Левушка первым выбежал к двери, как часто бывает в таких случаях, замок заело, с трудом управился трясущимися руками. Их было четверо – в черных шинелях, мрачные дети нечистой силы.
– Фелицианов Николай Андреевич здесь живет?
– Здесь.
– Собирайтесь.
– Но это не я, это мой брат…
– Разбудите.
Вышел Николай с грозным видом – кто посмел будить накануне операции? – но, увидев кто, побледнел: – Да-да, я сейчас…
– Медицинские инструменты возьмите.
От сердца отлегло, конечно, но до возвращения Николая никто в доме уже не мог заснуть.
Вернулся же он поздно вечером следующего дня, мрачный, на вопросы не отвечал, буркнул только – на роды у какой-то важной бабы вызвали – и все. Только через месяц поведал младшему брату под строжайшим секретом, что привезли его в красный особняк на Пречистенском бульваре. Там отнюдь не в стерильных условиях, а на широком обеденном столе пришлось принимать роды у женщины под приглядом чекистов. Они даже обязанности санитаров исполняли, но слушались беспрекословно. Когда все завершилось, слава богу, благополучно – девочка родилась, – какой-то чин с латышской фамилией взял у него подписку о неразглашении. Мол, никогда здесь не был, ничего не видел, роды принимал в клинике – это для родных и соседей. Ничего себе клиника!
Рассказал и пожалел. Николай надеялся, что страх, вселившийся в него с той ночи, как-то рассеется. Ничего подобного. Он и Левушку стал бояться.
Из щели в двери, над которой сохранилась железная пластинка с надписью «Для писемъ и газетъ», шлепнулся конверт. Лев Андреевич как раз в этот момент собирался выходить из дому, и письмо упало ему под ноги. Взглянул на адрес – и сердце упало. Жоржева рука! И радостно, и жутко. Посмотрел обратный адрес: «Сибирский край, поселок Октябрьский, проспект имени Дзержинского, 2».
Первый порыв – к маме. Спасибо, Марианна удержала. Как бы сердечный приступ не схватил. Анна Дмитриевна уже примирилась с мыслью, что Жоржа нет в живых, и внезапная радость может сбить ее с ног.

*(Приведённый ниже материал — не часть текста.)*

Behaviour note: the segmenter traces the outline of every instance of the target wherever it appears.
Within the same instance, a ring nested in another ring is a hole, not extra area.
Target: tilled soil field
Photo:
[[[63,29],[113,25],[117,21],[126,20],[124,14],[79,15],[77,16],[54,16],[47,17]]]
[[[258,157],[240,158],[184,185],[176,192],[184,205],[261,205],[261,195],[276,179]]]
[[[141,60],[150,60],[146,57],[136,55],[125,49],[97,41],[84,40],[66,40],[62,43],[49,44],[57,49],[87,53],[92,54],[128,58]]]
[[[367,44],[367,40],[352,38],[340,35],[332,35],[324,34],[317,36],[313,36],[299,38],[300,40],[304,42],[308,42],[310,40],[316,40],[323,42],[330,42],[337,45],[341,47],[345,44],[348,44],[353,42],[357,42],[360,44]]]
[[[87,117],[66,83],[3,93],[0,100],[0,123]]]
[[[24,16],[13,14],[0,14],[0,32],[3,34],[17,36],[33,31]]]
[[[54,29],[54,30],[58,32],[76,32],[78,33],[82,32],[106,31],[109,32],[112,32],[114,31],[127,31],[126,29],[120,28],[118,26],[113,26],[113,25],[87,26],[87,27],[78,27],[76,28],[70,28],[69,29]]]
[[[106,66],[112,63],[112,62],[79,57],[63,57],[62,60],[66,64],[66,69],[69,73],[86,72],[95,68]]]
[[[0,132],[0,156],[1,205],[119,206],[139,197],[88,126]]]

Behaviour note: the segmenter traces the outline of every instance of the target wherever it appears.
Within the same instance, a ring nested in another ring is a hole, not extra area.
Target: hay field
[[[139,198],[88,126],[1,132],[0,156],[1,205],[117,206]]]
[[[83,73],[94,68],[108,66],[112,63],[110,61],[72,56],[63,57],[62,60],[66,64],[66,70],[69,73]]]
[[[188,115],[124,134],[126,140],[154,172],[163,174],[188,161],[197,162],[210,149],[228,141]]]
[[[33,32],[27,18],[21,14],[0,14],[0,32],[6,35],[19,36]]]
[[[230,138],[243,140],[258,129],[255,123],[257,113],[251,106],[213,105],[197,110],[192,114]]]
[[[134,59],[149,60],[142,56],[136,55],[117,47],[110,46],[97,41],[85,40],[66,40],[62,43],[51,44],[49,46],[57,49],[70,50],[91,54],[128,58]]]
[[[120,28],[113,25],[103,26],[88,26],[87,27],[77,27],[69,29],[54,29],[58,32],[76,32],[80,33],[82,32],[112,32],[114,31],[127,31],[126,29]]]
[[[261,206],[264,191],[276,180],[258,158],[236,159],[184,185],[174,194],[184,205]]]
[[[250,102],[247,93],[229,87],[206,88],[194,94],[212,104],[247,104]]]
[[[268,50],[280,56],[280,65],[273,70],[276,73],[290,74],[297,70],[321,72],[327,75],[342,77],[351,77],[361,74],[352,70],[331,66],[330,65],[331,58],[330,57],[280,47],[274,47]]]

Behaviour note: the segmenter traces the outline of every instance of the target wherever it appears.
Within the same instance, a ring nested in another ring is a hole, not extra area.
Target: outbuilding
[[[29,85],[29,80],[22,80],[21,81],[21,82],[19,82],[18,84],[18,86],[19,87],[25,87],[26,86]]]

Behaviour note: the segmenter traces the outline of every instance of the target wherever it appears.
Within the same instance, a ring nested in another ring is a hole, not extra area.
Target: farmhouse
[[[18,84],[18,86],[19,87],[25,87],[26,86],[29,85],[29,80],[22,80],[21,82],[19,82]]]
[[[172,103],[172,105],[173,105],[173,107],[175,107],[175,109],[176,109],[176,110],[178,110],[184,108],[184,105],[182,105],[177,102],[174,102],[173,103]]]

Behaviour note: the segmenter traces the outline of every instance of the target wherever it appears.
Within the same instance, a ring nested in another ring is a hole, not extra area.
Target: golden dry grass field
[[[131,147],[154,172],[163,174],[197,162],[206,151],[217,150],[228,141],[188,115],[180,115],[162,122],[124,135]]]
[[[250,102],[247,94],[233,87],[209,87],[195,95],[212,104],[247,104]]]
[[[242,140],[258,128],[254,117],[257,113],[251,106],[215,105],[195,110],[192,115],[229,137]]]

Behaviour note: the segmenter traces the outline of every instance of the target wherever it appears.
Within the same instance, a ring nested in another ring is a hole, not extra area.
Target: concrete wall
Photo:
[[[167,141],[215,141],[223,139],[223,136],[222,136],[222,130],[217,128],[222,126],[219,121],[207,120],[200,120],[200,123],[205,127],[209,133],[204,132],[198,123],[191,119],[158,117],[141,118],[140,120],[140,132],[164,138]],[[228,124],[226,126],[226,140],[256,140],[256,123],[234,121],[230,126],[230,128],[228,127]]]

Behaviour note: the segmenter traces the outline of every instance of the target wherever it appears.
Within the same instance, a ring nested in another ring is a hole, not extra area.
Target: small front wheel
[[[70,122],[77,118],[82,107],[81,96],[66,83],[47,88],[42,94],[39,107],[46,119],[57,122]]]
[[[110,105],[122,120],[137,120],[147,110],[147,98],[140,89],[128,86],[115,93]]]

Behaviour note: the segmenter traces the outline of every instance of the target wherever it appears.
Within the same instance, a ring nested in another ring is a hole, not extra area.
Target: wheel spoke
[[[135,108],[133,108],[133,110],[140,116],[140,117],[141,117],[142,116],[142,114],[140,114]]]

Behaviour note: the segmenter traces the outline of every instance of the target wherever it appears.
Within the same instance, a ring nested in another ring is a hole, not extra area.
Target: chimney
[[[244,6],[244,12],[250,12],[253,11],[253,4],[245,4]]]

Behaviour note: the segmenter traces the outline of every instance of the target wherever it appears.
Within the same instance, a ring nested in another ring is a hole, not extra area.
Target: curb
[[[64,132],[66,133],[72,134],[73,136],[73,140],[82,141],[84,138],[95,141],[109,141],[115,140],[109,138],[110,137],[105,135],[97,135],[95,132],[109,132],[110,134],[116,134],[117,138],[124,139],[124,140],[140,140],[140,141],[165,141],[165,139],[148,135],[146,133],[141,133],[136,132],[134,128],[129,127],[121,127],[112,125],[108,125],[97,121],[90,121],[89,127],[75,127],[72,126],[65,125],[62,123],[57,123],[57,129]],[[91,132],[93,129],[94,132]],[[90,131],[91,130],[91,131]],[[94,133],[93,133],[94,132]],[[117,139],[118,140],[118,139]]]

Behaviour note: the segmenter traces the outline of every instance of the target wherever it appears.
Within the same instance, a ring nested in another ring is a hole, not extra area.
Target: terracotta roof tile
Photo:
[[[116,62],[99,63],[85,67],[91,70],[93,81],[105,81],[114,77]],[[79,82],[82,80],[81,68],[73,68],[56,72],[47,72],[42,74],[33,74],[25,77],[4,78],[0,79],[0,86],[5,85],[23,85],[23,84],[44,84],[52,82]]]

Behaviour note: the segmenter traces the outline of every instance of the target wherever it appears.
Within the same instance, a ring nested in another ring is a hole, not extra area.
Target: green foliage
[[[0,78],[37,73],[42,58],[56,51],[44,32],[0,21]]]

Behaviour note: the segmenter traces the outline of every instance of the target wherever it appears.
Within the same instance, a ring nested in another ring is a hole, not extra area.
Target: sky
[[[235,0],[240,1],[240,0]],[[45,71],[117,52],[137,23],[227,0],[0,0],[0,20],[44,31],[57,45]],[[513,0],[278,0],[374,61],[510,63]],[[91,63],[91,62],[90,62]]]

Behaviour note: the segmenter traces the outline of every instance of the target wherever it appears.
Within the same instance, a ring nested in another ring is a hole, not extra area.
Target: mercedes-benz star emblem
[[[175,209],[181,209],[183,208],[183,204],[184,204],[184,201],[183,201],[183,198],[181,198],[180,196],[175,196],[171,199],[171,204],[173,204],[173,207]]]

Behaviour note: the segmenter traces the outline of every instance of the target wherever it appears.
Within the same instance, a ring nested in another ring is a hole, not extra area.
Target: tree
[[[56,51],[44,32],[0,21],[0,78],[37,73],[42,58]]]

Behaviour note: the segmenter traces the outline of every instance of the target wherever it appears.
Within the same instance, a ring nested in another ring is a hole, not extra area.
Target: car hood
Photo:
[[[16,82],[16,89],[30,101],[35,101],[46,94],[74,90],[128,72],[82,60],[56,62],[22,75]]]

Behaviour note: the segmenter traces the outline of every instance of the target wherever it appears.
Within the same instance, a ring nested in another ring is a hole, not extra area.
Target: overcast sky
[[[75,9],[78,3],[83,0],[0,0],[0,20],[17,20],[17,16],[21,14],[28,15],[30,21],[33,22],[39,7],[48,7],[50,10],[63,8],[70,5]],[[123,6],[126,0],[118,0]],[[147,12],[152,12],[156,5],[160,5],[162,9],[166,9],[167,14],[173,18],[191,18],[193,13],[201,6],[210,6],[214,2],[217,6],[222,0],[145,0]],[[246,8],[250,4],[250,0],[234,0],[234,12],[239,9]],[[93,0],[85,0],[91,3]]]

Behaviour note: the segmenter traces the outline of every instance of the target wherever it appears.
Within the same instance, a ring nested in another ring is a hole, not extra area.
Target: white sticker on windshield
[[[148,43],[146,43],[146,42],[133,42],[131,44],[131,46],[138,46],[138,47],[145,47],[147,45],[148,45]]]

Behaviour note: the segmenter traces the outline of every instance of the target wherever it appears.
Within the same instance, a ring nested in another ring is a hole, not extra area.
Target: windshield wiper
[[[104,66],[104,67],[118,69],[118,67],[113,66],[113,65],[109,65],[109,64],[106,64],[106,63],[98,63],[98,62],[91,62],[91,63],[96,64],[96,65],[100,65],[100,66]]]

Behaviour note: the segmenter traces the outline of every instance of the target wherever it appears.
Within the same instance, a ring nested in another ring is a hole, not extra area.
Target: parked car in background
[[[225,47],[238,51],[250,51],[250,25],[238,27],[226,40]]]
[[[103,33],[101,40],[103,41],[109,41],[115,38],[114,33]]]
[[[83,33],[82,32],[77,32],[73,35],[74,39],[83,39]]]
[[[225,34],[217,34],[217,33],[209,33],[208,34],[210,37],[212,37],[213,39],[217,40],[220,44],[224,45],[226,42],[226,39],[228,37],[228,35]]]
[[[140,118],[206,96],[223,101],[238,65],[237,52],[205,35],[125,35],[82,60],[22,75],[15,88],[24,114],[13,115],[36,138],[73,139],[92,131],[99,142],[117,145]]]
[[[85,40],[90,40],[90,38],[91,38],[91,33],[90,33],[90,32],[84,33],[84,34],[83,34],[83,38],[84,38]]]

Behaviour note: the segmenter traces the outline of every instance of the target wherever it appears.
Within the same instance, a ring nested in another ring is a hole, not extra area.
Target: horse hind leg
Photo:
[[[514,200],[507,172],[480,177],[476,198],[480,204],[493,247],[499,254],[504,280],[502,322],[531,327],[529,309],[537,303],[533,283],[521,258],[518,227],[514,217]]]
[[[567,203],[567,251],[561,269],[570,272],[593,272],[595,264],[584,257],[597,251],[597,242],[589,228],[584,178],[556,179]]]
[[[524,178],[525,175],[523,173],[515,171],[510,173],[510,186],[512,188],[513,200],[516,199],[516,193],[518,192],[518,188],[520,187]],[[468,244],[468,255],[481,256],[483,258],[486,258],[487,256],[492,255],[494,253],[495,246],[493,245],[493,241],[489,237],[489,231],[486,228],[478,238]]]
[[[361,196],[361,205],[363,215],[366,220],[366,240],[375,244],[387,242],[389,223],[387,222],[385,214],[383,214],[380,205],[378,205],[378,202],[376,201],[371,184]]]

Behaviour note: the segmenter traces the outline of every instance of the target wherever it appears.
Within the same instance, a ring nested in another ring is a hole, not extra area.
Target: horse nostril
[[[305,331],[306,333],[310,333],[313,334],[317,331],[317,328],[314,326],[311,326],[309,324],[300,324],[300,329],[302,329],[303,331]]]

«Дорогие Коля и Лева! – писал Жорж. – Как видите, я жив и здоров, написать раньше не мог по обстоятельствам, от меня не зависящим. Подготовьте маму к моему приезду. Я буду в Москве числа двадцатого февраля. Для всех посторонних я был в длительной командировке».
– Ну вот, я ж говорила, маму надо подготовить. Я сама с ней поговорю.
Молодец Марианна, как легко берет на себя все семейные трудности. За что мне, оболтусу, так повезло?
Не то чтобы пир, но во время чумы
Да что ж такое! Опять голод, опять разруха… В Москве введена карточная система, в Москве безработица, освобожденному лагернику нет места в столице. В доме царствует слово «Торгсин». Туда потихоньку утекают мамины драгоценности, отцовские ордена и его парадный мундир. Тоска, одним словом.
Фотоателье Исая Ильича отошло за налоговые недоимки в прошлом еще году Москоммунхозу, старик не выдержал беды, говорили, сошел с ума и тихо угас в психиатрической клинике доктора Ганнушкина. И хотя фотографии работы Георгия Андреевича украшают витрину, в устройстве ему отказали. Вышел угрюмый человек, так и не представившийся Фелицианову, буркнул:
– Вакансий нет.
И скрылся за бархатной шторой, оставшейся в наследство от Исая Ильича.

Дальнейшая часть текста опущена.